Mine did that, i put a terracotta pot in side ways and guess what??!!! they laid eggs!!!!


----------



## Gump (Aug 2, 2006)

Your female looks like a male to me. Have you seen eggs? And i agree with GS the little one looks very stressed.


----------



## Gourami Swami (Jul 4, 2006)

yeah, the female may be a male. Can you get a good shot of the gill plate?


----------



## oliesminis (May 7, 2007)

nice looking fish on the right i agree the left one does look very stressed

sorry i dont no very much about cichlids


----------



## qwertmonkey (Jan 19, 2008)

I'm positive the smaller on is female. The previous owner said they have laid eggs. Right now, they are really sticking together. If the male strays away from the corner, the female swims up and rubs around him and nibbles on his body with her mouth. Also, the female's color is much darker now that it was when I took that picture. Why is that? The male has dug out a corner for her already, so I'm afraid he won't like it if I put a small flower pot in there. What do you all think?


----------



## Buggy (Oct 17, 2006)

It's hard to tell from the pic but what size tank is that?


----------



## qwertmonkey (Jan 19, 2008)

Unfortunately, It's only a 29. I don't need any bashing from people telling me it's too small.

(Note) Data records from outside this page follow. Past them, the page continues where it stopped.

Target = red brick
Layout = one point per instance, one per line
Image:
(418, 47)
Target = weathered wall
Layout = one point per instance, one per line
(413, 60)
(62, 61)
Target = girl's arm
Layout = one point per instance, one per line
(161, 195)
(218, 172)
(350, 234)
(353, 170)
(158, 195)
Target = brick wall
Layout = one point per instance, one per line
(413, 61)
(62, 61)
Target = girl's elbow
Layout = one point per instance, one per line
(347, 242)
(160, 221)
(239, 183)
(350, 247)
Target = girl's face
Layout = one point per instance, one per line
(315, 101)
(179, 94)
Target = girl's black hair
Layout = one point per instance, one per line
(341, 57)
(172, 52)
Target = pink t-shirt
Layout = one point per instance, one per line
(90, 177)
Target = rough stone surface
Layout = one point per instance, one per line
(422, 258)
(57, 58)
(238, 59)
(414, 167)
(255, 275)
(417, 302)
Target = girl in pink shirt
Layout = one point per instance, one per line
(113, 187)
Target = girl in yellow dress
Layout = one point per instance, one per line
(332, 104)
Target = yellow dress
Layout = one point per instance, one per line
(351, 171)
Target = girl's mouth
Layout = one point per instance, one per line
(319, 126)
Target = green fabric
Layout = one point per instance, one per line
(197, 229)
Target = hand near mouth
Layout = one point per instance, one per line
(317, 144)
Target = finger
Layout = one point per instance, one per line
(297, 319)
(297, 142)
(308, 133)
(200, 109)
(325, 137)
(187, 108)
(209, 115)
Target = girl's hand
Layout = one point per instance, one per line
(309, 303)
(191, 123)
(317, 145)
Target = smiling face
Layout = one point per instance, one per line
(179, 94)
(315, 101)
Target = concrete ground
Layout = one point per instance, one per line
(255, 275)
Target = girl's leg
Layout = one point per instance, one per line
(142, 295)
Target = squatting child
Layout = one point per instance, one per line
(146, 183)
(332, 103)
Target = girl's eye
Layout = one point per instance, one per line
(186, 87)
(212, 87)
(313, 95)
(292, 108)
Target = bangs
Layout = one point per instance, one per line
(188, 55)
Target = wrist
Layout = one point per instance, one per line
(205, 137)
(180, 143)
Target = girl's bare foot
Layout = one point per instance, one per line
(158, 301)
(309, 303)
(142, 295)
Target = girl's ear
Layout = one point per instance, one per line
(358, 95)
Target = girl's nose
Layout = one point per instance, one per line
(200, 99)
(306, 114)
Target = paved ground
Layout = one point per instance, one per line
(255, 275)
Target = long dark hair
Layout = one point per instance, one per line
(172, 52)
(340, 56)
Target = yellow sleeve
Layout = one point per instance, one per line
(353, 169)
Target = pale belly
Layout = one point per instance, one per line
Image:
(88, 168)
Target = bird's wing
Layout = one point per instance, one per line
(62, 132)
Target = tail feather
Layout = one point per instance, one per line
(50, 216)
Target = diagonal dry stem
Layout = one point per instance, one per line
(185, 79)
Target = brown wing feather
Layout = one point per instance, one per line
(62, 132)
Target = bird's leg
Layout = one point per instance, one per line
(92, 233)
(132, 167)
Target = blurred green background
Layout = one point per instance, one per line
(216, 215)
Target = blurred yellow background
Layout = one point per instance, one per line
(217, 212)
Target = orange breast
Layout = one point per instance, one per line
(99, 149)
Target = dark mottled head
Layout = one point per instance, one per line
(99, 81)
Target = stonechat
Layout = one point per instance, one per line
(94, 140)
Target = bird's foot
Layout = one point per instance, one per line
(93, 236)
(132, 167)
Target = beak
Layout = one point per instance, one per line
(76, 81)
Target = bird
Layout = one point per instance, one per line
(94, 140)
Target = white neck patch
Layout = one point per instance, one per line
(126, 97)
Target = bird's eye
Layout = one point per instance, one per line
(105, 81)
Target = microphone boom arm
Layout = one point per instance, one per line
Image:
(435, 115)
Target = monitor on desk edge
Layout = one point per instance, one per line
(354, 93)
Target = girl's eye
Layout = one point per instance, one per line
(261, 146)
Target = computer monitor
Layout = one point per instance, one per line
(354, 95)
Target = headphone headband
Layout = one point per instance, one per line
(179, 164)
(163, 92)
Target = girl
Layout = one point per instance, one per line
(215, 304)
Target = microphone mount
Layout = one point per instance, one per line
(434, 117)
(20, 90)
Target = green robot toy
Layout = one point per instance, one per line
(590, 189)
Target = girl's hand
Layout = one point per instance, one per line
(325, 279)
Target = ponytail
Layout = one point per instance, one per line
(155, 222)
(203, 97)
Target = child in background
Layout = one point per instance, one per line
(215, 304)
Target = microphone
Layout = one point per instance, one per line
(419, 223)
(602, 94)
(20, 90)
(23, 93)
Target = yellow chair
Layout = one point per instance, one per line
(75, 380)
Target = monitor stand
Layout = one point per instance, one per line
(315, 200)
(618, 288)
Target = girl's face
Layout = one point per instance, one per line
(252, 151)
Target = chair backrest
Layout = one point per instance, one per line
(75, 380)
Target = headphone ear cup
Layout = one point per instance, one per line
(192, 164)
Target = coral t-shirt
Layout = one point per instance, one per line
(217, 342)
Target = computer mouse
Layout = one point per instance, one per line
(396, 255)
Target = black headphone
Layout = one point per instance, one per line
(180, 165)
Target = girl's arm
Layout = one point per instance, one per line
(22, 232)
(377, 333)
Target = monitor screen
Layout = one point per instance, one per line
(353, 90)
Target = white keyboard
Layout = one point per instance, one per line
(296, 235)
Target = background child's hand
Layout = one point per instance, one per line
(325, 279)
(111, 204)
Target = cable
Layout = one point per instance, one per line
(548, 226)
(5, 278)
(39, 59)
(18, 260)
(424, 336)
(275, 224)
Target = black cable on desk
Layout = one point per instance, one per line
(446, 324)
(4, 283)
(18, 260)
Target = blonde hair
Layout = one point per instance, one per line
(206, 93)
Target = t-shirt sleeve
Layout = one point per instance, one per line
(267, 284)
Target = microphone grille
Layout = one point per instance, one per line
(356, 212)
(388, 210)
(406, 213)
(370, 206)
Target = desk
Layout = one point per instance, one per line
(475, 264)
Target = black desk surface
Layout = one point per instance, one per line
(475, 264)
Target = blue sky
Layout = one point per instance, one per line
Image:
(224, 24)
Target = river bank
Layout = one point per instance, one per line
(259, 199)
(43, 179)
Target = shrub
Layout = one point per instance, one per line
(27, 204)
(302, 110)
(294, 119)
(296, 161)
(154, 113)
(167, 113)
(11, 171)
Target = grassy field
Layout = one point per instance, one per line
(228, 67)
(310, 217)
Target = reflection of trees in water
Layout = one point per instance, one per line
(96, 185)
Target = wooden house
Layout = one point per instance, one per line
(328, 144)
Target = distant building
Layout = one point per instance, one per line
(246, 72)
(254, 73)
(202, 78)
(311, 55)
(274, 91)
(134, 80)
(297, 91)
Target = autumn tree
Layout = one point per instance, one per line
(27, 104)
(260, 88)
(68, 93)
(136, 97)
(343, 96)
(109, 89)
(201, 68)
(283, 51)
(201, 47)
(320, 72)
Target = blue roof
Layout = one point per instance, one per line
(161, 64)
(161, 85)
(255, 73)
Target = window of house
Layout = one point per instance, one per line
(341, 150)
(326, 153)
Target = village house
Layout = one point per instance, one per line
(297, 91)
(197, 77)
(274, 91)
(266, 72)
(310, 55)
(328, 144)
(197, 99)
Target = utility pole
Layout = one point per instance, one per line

I know that. I rescued these fish from someone who could not take care of them. They were barely holding on to their life. They are as happy as they can possibly be in a 29 gallon tank. I have a filter for a 55 gallon hooked up and the water stays clean.


----------



## Gourami Swami (Jul 4, 2006)

Well theres the problem. Not to flame or anything but in a 29 theres a good chance he WILL kill her.


----------



## Gump (Aug 2, 2006)

People will also say "they are a pair, and have breed before" to make a quick sale to someone looking to make fry. 

Also if one is in a corner and the other one comes and "nibbles" on the other when it moves around thats not happy behavior. Good luck.


----------